Her team’s ongoing SEQaBOO study, which is funded by the National Institute on Deafness and Other Communication Disorders and involves Brigham and Women’s Hospital, Boston Children’s Hospital, and the Massachusetts Eye and Ear hospital, is investigating how genomic information can help with the care and management of newborns with hearing loss.

The goal is to enroll about 500 newborns who did not pass their initial newborn hearing screen, along with their parents, and more than 200 have been signed up so far. These families will receive whole-genome sequencing to identify pathogenic variants in hearing loss genes and, as an option, secondary findings in the ACMG-59 gene list. The results will be used in conjunction with the standard of care, and their clinical impact will be assessed through annual surveys. In addition, the study will look into parents’ attitudes toward and knowledge about genomic medicine.
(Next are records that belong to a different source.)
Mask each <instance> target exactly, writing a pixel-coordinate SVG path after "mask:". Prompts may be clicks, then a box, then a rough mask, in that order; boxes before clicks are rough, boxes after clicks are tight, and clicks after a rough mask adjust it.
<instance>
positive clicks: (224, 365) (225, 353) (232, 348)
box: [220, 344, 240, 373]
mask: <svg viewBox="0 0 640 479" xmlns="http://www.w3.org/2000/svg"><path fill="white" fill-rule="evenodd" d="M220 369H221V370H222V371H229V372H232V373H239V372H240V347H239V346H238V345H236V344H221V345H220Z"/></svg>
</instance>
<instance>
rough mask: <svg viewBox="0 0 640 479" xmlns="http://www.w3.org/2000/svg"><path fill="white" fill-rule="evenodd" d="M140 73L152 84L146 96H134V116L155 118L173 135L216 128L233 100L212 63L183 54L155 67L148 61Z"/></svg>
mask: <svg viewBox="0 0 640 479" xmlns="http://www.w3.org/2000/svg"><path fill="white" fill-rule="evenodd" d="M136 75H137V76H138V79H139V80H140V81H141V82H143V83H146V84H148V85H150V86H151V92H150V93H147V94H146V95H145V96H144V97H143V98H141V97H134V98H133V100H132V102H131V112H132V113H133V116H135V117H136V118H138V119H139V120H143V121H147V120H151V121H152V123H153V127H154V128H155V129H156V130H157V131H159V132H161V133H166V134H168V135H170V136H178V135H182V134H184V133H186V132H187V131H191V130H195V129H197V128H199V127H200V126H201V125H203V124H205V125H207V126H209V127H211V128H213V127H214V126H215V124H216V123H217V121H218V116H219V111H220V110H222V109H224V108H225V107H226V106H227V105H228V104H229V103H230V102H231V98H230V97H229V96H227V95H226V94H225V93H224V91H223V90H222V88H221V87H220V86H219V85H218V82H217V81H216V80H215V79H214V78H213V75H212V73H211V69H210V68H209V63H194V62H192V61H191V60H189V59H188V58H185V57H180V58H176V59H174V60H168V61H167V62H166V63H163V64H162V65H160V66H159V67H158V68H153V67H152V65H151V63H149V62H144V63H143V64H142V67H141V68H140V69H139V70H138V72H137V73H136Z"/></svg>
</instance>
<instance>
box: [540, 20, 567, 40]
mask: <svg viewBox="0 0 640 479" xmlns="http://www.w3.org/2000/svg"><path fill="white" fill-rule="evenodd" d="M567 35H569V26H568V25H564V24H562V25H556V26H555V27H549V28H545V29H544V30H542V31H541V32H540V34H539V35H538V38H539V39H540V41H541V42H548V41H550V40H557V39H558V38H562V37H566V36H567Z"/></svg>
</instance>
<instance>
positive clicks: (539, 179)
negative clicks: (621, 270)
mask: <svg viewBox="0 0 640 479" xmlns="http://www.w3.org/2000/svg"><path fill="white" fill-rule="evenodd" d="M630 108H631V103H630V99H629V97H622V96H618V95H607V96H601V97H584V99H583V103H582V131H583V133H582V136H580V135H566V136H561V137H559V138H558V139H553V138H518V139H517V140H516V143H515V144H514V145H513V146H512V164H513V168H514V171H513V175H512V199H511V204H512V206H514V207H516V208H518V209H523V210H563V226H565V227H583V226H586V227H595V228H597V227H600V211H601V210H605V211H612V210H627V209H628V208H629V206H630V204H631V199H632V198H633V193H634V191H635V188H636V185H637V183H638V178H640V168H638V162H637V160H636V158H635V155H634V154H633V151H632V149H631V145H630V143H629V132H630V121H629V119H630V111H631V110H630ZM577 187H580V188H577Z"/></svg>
Morton said there are other whole-genome sequencing projects underway that might result in a better understanding of the genetics of hearing loss, including Genomics England and the Gabriella Miller Kids First Pediatric Research Program.

However, she said, while whole-genome sequencing for newborns might become the standard sometime in the future, for now, what is needed is limited genetic screening in addition to the current functional hearing screening. Such genetic tests need to be inexpensive and easily interpretable, she said, noting that she is pushing ahead with getting them implemented at Brigham and Women’s Hospital.